Safety is a primary concern for deploying autonomous robots in the real world. Model-based control theoretic tools provide formal safety guarantees when a mathematical model of the dynamics of the system is available. However, constructing analytical models that accurately predict future states from sensory measurements and designing controllers that use such models can be costly, labor-intensive, or even unattainable for intricate real robotic systems. In contrast, learning-based control strategies have demonstrated the ability for robots to execute complex tasks directly from data, eliminating the need for analytical dynamics models. However, these learning-based control policies are typically trained intensively on vast datasets collected through simulations, which may not encompass the full range of complexities found in real-world interactions. Furthermore, the resulting policies often lack interpretability, making it hard to formally analyze their robustness properties.

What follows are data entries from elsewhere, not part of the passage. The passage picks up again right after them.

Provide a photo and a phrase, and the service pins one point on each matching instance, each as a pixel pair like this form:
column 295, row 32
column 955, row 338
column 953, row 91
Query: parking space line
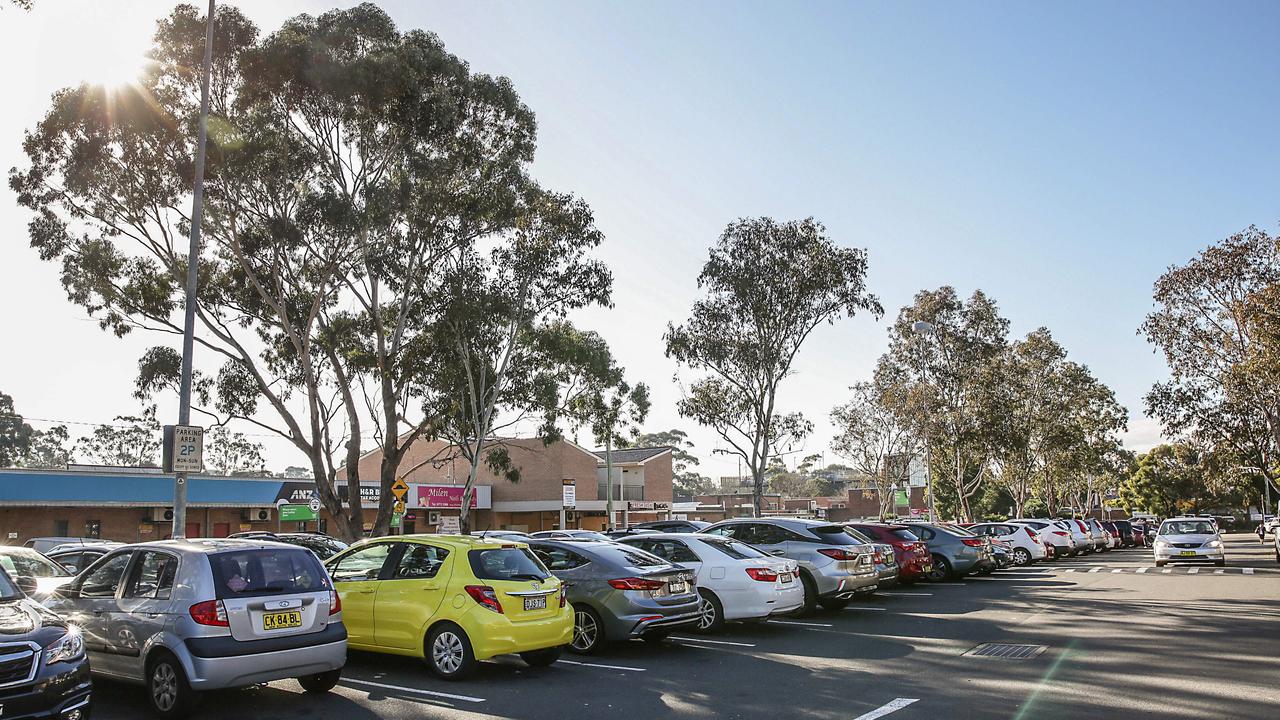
column 602, row 665
column 415, row 691
column 892, row 706
column 712, row 642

This dissertation focuses on establishing core principles for developing reliable and intelligible controllers for real-world autonomous systems. Specifically, it introduces formal techniques that leverage approximate model knowledge when available, and utilize data to nimbly adapt to the intricacies of the real world. The thesis unfolds in two main sections, each examining how control-theoretic model-based strategies and data-driven methodologies can mutually enhance each other. In the first section, the emphasis is on the application of control theory principles to enhance the interpretability and trustworthiness of data-driven approaches. Conversely, the second section flips this narrative, investigating how data can boost control-theoretic approaches and transfer the assurances provided by model-based controllers on approximate models to the actual system being controlled.
Delving into the first part of the dissertation, a principled reward design methodology for model-free policy optimization problems is presented. By exploiting the underlying geometric structures of the system, the proposed reward functions guide the policy search towards safe and stabilizing control policies. It is demonstrated that these policies can be learned directly on hardware from only a few minutes of experimental data. Following this, the dissertation draws on nonlinear control methods to propose an end-to-end distributional shift prevention mechanism for learning-based policies. Preventing distributional shift is, in fact, a critical matter for assuring the safety of data-driven controllers, as operating in unexplored regions can lead to the unexpected behavior of these policies. Taking raw high-dimensional sensory observations as input, the proposed mechanism constitutes an effective safety layer for a wide variety of applications, from robotic manipulation to autonomous driving.
The second part of the dissertation introduces several approaches, ranging from reinforcement learning to Bayesian inference methods, able to safely bridge the gap between an approximate dynamics model and the real system when using model-based controllers. By quantifying the uncertainty within the learning model, it also presents a safe online learning strategy that empowers the system to assess whether its current information is adequate for ensuring safety, or if acquiring new measurements is necessary. Additionally, it puts forward a data selection method that ascertains the impact of individual data points on the overall decision-making process.